Database nodes - DataWorks - Alibaba Cloud Documentation Center

DataWorks allows you to create multiple types of database nodes for SQL task development, periodic scheduling, and integration with other jobs.

Prerequisites

The RAM user that you want to use is added to your workspace.
If you want to use a RAM user to develop tasks, you must add the RAM user to your workspace as a member and assign the Develop or Workspace Administrator role to the RAM user. The Workspace Administrator role has more permissions than necessary. Exercise caution when you assign the Workspace Administrator role. For more information about how to add a member and assign roles to the member, see Add workspace members and assign roles to them.
A data source is added to your workspace.
- The data source is connected to the serverless resource group. For more information, see Network connectivity solutions.
- The data source is added to the workspace in connection string mode. For more information, see Add and manage data sources.
- The data source can be used to create a database node. For more information, see Supported data sources.
Nodes of the data source that corresponds to a database node are created before you use the database node to develop a task. For more information, see Create task nodes.

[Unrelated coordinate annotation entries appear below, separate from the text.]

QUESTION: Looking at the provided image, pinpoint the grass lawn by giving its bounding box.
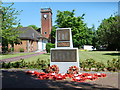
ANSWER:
[79,51,120,64]
[20,50,120,63]
[0,52,34,60]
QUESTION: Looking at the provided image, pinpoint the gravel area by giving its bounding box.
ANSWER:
[0,69,120,90]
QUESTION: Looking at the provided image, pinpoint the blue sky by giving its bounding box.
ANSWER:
[3,2,118,28]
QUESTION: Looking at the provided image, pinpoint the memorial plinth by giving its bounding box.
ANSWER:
[50,28,79,73]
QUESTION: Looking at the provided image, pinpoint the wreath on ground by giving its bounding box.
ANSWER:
[67,66,79,74]
[46,65,59,73]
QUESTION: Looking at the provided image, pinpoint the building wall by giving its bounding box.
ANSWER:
[41,9,52,38]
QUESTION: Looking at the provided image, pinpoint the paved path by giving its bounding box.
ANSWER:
[0,52,46,62]
[0,69,120,90]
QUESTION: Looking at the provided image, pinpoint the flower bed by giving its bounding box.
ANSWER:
[26,65,106,82]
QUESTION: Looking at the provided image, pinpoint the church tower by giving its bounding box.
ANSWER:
[41,8,52,40]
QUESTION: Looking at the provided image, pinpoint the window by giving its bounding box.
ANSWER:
[44,32,47,34]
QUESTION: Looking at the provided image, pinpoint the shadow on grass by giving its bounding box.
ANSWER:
[103,53,120,56]
[2,70,116,90]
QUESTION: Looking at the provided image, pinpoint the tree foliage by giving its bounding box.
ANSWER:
[97,15,120,50]
[55,10,92,48]
[28,25,38,30]
[0,3,21,51]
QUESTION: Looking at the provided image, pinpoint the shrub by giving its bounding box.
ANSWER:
[46,43,55,53]
[19,48,24,52]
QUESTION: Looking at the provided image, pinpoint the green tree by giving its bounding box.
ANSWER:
[28,25,38,30]
[97,15,120,50]
[56,10,92,48]
[0,3,21,52]
[51,26,56,43]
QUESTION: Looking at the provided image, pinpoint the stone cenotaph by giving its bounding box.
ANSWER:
[50,28,79,73]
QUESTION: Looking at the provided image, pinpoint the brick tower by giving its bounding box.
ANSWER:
[41,8,52,40]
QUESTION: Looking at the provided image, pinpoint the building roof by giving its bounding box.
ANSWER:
[18,27,45,40]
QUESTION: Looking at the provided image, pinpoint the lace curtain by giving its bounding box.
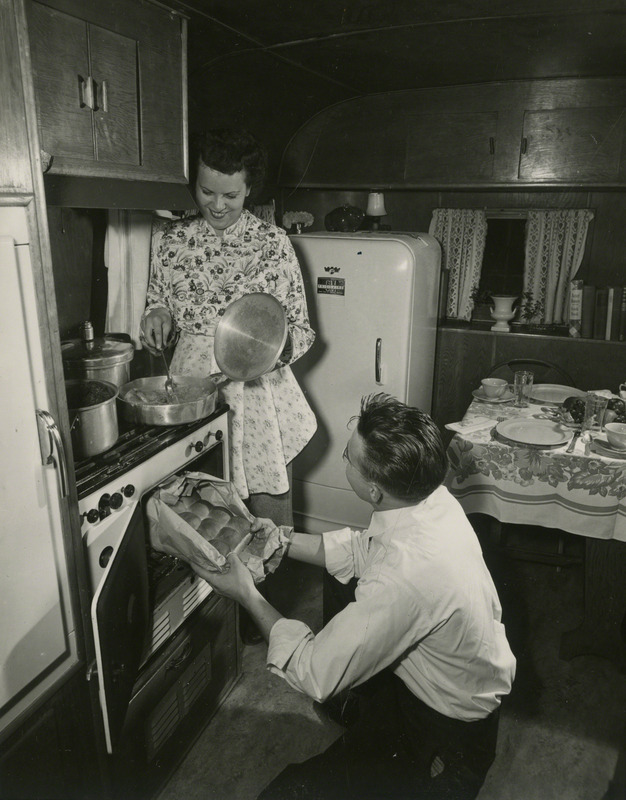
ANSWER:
[524,209,593,323]
[429,208,487,321]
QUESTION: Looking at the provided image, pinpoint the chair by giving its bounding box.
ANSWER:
[487,358,576,386]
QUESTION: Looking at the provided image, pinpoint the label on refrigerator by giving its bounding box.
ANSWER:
[317,278,346,297]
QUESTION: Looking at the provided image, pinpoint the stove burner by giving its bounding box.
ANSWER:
[74,406,225,499]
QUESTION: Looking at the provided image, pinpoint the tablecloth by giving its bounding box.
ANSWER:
[446,400,626,542]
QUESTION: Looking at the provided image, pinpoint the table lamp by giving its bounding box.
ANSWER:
[365,191,387,231]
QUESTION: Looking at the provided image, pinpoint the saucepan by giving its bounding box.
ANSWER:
[119,292,287,425]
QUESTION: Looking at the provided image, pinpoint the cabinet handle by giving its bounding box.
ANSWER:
[93,81,109,114]
[37,408,69,497]
[78,75,93,111]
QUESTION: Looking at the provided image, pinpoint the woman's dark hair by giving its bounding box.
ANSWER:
[357,393,448,502]
[192,128,267,195]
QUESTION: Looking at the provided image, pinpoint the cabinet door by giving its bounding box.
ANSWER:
[89,25,140,164]
[29,3,94,160]
[405,111,498,184]
[519,107,624,182]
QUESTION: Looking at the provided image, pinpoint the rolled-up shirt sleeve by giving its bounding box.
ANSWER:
[322,528,370,583]
[267,581,412,701]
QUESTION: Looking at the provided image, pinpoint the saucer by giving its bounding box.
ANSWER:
[472,386,513,403]
[591,434,626,459]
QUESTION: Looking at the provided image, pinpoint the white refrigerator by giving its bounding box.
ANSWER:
[291,231,441,533]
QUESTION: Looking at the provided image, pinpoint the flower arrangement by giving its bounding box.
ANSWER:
[520,292,543,325]
[283,211,314,231]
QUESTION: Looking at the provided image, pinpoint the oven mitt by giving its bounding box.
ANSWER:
[146,472,292,583]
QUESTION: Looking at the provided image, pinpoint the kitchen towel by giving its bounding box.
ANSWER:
[104,209,153,349]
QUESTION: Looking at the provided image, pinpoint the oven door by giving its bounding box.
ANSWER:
[91,502,151,753]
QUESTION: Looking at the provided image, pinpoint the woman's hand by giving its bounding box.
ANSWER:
[191,553,257,606]
[141,308,173,356]
[250,517,276,542]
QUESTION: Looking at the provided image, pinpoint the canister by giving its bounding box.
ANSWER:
[61,322,135,387]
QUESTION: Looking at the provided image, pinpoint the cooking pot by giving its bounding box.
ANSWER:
[61,322,135,386]
[65,378,119,461]
[119,375,218,425]
[119,292,287,425]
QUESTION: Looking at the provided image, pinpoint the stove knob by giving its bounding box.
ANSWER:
[98,546,113,569]
[109,492,124,511]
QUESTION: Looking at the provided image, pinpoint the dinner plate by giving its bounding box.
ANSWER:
[495,417,572,450]
[472,386,513,403]
[591,434,626,459]
[529,383,586,406]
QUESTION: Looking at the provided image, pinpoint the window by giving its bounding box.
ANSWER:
[478,216,526,295]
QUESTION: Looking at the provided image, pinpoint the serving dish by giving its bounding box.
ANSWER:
[494,417,572,450]
[591,434,626,461]
[472,386,514,403]
[529,383,586,406]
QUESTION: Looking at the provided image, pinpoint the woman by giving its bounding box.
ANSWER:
[142,129,316,524]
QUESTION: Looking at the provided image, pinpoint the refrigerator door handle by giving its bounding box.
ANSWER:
[374,339,383,383]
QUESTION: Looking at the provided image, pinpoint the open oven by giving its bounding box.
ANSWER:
[75,406,240,798]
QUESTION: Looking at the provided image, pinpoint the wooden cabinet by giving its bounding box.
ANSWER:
[28,0,187,183]
[279,78,626,189]
[405,111,498,184]
[518,106,626,183]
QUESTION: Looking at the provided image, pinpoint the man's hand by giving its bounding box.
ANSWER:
[141,308,173,356]
[250,517,277,542]
[191,553,257,606]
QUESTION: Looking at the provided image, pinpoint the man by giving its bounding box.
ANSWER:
[197,394,515,800]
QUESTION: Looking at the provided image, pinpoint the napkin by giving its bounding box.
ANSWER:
[445,416,496,433]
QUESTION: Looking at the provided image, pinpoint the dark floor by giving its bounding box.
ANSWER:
[158,527,626,800]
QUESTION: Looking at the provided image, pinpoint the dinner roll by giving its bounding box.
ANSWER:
[209,506,231,527]
[198,517,220,542]
[189,500,211,519]
[178,511,200,530]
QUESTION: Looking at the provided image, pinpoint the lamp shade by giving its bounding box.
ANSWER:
[365,192,387,217]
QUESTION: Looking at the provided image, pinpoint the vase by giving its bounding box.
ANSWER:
[491,294,517,333]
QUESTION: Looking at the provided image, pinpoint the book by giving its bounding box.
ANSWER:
[604,286,622,342]
[618,286,626,342]
[580,286,596,339]
[593,286,609,339]
[567,281,583,339]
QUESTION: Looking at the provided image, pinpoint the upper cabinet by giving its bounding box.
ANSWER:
[27,0,188,183]
[280,78,626,189]
[519,106,624,183]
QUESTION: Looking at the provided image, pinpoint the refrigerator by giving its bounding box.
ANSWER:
[290,231,441,533]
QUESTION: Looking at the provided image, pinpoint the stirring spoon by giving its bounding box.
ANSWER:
[161,350,178,403]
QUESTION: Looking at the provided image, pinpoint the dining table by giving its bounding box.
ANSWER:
[446,390,626,668]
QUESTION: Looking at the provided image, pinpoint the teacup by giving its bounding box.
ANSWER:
[481,378,508,398]
[604,422,626,450]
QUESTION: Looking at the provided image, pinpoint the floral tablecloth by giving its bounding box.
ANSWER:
[446,400,626,542]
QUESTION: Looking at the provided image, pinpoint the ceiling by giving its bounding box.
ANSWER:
[168,0,626,94]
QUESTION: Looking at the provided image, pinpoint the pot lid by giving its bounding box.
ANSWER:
[61,336,135,367]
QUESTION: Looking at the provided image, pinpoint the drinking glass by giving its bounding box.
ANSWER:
[513,369,535,408]
[582,392,609,432]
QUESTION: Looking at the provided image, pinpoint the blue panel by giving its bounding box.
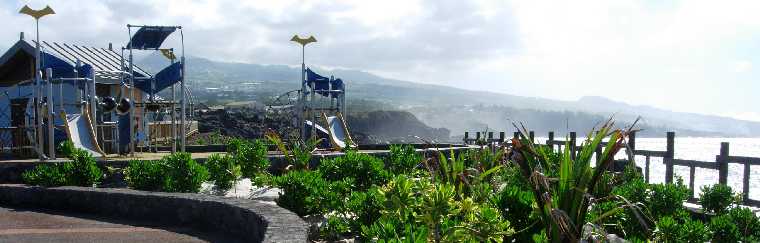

Step 1: Use a database node to develop a task

After you create a database node, you can develop a task based on the database node.
1. Select a data source.
  Select the data source that you want to use to develop a task from the Select DataSource drop-down list. If you cannot find the data source that you want to use from the drop-down list, click Add Data Source to add a data source on the Data Sources page.
  Note
  - In a workspace in standard mode, only data sources that are configured for both production and development environments are displayed in the Select DataSource drop-down list.
  - Database nodes can be used to develop tasks only for data sources that are added in connection string mode in the production environment.
2. Write SQL statements.
  Write SQL statements in the SQL editor to create a task. In this example, a simple SQL query statement is used.
```
SELECT * FROM you_table_name; -- Query a table. SELECT '${var}'; -- Configure scheduling parameters.
```
  Note
  You can write SQL statements that you want to execute based on your business requirements and the syntax that is supported by the data source.
3. Select a resource group for debugging.
  Click Debugging Configurations in the right-side navigation pane of the configuration tab of the node. On the Debugging Configurations tab, click DataWorks Configurations. Then, select an existing serverless resource group that passes the connectivity test from the Resource Group drop-down list.
  Note
  If you want to access a data source over the Internet or a virtual private cloud (VPC), you must use the resource group for scheduling that is connected to the data source. For more information, see Network connectivity solutions.
4. Configure debugging parameters.
  Click Debugging Configurations in the right-side navigation pane of the configuration tab of the node. On the Debugging Configurations tab, click Script Parameters. Then, define variables in the node code and assign values to the variables.
5. After the debugging configurations are complete, click the icon to save the SQL node. Then, click the icon to run the SQL script and check whether the SQL script meets expectations.
After the debugging of the SQL script is complete, click Properties on the right side of the SQL Editor to configure task scheduling properties.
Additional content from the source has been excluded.